I listened, and learned that this will be a lifelong journey. And I was glad.

I listened, and I heard.

I listened, and I fed my soul what it really wanted.

Time alone. Colour. Beauty. The connection of friends. Laughter unbounded. Love unbridled. Work that fills my soul with joy every single day. My family. My sweet dog. Long walks and drinking in the bliss of this land. Writing from the heart. Soaring melodies and beats that thrill my blood. Going shopping with my sister and not buying a thing. Great food, and family gathered around the dinner table. Intense conversations that get to the heart of the matter. And reading! Yes, the joy of reading has come back too, once it was no longer about seeking…

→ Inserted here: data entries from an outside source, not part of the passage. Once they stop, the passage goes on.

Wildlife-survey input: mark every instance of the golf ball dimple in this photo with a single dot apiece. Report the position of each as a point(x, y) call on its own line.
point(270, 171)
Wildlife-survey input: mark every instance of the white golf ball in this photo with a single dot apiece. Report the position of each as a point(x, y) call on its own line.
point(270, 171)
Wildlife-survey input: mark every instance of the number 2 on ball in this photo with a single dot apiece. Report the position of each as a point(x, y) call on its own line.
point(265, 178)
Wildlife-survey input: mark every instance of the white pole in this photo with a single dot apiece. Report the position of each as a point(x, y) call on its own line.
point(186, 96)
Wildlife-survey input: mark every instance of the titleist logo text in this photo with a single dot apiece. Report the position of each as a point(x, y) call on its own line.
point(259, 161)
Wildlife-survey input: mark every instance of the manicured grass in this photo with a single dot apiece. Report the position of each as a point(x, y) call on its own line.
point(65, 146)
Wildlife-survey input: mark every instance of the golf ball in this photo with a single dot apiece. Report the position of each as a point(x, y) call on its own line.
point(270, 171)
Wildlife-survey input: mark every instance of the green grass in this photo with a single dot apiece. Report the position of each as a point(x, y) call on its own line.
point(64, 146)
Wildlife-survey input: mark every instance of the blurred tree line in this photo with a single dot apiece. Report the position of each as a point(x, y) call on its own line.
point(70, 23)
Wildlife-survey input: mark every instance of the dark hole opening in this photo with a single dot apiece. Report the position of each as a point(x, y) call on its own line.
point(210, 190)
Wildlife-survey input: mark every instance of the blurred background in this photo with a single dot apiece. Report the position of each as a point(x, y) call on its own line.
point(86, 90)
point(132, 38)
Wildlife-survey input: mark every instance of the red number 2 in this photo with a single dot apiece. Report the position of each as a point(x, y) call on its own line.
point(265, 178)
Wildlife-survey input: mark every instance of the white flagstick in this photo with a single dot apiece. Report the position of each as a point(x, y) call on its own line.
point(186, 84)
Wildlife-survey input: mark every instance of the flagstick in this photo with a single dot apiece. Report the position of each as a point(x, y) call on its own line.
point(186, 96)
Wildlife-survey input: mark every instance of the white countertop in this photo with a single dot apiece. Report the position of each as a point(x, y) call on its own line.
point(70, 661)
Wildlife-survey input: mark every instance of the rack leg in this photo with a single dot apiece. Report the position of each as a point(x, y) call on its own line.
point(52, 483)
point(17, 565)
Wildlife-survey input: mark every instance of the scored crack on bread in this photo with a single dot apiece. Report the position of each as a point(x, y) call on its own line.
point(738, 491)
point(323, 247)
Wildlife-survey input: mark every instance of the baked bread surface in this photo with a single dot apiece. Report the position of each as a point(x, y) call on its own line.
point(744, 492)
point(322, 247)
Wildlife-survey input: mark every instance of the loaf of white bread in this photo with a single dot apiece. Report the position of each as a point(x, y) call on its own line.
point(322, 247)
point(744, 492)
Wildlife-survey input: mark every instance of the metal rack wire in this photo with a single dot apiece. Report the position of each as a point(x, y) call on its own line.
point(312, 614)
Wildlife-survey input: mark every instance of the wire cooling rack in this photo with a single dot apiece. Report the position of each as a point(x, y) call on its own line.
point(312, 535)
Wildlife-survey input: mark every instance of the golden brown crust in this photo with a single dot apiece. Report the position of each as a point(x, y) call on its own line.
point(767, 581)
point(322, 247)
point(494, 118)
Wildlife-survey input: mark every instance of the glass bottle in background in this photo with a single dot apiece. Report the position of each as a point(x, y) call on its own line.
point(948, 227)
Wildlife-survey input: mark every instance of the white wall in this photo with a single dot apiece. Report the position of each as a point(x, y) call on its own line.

Now, when I am tempted by another self-help book, I take a deep, deep breath and ask what it is I truly need to nourish me.

And I listen.

This post was originally published at on September 24th 2012.

Image: Diego De Nicola


2 Responses to Your Drug of Choice

  1. Louisa October 11, 2016 at 3:41 pm #

    I can really relate to this post, Káren. I’ve noticed the same pattern myself and in the last year or two I have slowed down my self-help-book-buying habit (but not stopped completely). I hearby solemnly swear I will not buy another self-help book for a year (and bring back the joy of disappearing into a good novel)! Thanks for the gentle reminder. :-)

    • Káren October 12, 2016 at 4:06 pm #

      It’s my pleasure Louisa, and hello! I love your oath – will you let me know how you go? I remember it being hard to shift the habit…

      I’m always on the lookout for good fiction recommendations – will you share what you’re disappearing into, please?